In any case, we can bypass writing down a precise general statement and argue as follows. If $a_n$ is a sequence satisfying a linear recurrence then $\limsup_{n \to \infty} \sqrt[n]{|a_n|} = r$ exists and is equal to the absolute value of the largest root of the characteristic polynomial of the recurrence. The above argument (suitably tightened up) shows that $\lim_{n \to \infty} \sqrt[n]{v_n} = 1$, so the roots of the characteristic polynomial have absolute value $\le 1$. It follows (using the fact that a sequence $a_n$ satisfying a linear recurrence is a linear combination of sequences of the form $n^k \lambda^n$) that if $v_n$ satisfied a linear recurrence it would grow at most as fast as a polynomial, which the above argument (again, suitably tightened up) shows is impossible.

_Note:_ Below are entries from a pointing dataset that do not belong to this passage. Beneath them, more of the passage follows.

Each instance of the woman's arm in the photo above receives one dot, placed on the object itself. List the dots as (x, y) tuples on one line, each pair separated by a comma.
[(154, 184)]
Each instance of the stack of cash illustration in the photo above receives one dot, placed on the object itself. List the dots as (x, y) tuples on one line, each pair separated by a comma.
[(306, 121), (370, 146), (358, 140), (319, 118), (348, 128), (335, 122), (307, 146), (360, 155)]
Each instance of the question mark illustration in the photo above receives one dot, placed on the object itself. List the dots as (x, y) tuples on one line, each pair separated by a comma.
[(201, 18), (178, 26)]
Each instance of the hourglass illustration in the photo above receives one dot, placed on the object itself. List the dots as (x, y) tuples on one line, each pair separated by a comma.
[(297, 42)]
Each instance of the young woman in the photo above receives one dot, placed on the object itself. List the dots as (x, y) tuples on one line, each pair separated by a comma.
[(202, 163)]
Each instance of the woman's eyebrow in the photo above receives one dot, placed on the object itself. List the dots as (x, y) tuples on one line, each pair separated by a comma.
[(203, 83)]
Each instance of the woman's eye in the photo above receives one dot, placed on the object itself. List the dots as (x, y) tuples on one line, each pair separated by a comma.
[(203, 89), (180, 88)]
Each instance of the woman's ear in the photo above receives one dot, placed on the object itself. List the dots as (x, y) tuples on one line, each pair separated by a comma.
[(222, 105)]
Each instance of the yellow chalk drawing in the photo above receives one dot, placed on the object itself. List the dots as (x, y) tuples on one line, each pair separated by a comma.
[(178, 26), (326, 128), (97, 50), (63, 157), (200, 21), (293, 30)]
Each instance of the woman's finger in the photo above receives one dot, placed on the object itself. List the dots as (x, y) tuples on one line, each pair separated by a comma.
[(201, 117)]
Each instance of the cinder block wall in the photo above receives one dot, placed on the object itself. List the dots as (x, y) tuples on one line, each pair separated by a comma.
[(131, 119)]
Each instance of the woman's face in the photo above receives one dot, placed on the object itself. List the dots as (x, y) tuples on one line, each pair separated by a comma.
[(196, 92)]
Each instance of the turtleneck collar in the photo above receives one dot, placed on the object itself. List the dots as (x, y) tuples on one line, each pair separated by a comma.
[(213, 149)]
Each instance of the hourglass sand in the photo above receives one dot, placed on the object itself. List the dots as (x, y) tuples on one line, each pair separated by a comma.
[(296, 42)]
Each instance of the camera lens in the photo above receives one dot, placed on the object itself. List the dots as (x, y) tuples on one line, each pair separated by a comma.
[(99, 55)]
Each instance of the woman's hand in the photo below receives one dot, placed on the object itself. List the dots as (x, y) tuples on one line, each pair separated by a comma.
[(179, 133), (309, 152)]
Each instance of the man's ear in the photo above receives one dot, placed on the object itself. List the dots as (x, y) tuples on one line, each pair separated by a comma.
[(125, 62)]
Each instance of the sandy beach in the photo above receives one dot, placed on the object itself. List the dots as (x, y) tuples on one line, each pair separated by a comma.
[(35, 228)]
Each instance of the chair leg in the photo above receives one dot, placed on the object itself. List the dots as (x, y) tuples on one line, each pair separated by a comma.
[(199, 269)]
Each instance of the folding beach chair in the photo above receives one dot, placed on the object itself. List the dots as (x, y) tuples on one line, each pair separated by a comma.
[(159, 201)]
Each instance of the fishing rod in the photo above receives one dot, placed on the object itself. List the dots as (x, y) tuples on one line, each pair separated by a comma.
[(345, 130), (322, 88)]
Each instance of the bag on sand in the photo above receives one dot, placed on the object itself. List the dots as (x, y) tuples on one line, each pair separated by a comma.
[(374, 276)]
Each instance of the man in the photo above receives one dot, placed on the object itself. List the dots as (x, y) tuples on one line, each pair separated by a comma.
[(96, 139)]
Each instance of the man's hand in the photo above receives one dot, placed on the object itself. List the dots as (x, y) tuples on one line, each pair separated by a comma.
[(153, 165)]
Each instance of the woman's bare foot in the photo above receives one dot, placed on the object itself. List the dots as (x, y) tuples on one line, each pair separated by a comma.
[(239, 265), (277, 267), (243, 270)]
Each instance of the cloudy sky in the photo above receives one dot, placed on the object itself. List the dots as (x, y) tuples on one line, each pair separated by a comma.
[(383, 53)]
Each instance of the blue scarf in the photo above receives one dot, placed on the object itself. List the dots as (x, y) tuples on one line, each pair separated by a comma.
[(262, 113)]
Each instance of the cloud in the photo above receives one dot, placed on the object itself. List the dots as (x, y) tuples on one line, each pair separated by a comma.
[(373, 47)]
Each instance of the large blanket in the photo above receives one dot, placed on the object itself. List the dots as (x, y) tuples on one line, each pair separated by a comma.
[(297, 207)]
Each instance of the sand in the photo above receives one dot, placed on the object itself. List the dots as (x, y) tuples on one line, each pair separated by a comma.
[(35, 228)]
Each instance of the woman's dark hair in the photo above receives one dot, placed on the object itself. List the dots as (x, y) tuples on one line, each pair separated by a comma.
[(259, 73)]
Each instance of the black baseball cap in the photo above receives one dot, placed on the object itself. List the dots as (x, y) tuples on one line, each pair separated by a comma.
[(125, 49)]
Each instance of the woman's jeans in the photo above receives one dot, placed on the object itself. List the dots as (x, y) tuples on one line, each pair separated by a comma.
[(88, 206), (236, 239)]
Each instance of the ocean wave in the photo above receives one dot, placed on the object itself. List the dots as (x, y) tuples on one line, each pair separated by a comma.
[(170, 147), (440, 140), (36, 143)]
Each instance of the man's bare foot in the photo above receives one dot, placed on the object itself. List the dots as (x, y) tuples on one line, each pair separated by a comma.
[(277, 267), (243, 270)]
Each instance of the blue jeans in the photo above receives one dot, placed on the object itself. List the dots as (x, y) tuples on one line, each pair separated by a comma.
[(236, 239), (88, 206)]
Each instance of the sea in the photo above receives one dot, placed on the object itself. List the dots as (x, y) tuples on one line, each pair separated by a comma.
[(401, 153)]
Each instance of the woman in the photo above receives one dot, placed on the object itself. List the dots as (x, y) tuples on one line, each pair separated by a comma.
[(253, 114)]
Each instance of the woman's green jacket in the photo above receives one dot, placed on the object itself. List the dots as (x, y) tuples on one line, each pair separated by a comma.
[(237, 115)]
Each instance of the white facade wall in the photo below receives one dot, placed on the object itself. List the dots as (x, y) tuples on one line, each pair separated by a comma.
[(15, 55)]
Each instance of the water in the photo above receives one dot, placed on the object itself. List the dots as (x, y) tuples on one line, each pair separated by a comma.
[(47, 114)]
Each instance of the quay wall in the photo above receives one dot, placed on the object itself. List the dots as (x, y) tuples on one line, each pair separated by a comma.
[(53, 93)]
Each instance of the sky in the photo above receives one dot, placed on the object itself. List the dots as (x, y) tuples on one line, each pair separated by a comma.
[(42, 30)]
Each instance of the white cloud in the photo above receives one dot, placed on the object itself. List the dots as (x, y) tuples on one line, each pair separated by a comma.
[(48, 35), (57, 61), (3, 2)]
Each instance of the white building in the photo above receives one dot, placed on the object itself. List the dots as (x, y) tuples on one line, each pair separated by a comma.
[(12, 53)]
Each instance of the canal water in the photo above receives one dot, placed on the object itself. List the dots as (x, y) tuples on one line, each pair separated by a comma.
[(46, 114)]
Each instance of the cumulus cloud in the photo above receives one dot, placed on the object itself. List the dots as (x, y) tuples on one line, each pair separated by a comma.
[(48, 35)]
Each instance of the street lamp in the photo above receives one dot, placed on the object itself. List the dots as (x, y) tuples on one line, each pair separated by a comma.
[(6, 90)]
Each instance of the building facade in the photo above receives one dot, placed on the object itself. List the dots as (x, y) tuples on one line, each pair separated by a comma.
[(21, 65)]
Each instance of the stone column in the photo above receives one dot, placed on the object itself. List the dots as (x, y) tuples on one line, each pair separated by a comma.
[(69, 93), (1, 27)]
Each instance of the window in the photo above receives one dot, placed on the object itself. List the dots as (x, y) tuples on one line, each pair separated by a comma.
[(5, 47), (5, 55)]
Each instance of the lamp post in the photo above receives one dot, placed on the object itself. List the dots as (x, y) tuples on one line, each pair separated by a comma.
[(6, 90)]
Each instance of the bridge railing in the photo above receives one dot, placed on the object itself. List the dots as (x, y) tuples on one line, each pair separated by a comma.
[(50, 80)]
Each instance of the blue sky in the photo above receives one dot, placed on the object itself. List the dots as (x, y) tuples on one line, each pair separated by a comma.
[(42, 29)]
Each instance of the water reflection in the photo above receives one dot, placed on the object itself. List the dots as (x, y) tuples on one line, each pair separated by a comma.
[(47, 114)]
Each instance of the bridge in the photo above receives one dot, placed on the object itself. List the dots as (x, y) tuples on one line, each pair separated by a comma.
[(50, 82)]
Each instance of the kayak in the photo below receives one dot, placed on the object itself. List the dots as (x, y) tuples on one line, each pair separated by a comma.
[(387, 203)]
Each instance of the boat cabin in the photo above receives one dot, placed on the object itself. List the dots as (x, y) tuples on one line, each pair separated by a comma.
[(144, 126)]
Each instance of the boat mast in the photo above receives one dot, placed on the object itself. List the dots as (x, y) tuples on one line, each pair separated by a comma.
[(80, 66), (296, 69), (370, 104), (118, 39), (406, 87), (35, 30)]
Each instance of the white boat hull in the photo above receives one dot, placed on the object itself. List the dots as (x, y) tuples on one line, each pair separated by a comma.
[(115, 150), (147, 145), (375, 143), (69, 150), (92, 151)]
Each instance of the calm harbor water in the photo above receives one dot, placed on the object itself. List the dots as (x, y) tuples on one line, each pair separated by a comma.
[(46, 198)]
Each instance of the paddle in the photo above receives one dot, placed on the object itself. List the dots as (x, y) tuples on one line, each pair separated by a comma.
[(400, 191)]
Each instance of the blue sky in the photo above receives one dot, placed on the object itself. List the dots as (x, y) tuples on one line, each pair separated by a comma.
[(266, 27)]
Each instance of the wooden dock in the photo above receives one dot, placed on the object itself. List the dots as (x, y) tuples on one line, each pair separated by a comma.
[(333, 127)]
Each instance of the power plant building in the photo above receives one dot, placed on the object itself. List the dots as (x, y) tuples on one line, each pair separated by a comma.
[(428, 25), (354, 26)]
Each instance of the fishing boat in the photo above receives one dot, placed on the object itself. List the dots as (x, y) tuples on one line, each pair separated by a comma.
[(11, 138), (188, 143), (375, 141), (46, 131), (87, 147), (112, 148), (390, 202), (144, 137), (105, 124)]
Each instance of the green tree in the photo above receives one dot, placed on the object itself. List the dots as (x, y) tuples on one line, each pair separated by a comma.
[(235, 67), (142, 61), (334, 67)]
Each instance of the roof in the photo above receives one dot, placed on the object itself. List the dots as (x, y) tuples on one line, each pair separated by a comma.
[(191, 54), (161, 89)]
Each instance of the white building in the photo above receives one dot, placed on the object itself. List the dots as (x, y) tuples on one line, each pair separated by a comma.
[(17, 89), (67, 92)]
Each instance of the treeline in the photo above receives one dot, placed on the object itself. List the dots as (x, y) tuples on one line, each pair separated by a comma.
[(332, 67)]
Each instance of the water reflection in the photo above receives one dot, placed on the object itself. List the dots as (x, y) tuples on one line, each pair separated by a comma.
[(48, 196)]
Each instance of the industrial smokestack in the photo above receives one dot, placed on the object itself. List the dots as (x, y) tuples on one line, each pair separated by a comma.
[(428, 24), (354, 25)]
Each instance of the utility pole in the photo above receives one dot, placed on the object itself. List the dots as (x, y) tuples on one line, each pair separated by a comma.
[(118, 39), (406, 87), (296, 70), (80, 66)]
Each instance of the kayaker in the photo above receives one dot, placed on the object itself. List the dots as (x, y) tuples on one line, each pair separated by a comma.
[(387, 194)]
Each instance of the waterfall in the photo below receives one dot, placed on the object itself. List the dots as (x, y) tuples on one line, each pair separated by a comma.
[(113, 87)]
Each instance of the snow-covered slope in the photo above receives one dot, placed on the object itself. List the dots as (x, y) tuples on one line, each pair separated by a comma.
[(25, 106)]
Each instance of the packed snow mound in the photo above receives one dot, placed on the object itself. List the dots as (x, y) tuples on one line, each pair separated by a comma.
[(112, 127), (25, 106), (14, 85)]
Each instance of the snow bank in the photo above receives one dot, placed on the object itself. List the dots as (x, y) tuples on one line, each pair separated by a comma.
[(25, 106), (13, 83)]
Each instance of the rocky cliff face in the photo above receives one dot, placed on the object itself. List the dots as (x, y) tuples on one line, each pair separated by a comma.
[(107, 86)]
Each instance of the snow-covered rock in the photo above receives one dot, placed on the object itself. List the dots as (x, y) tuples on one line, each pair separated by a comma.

More generally we have the following:

Proposition: If a sequence $b_n$ of positive integers has intermediate growth between polynomial and exponential, in the sense that $\liminf_{n \to \infty} \frac{\log b_n}{\log n} = \infty$ ($b_n$ grows faster than any polynomial) and $\limsup_{n \to \infty} \sqrt[n]{b_n} = 1$ ($b_n$ grows slower than any exponential), then $b_n$ cannot satisfy a linear recurrence.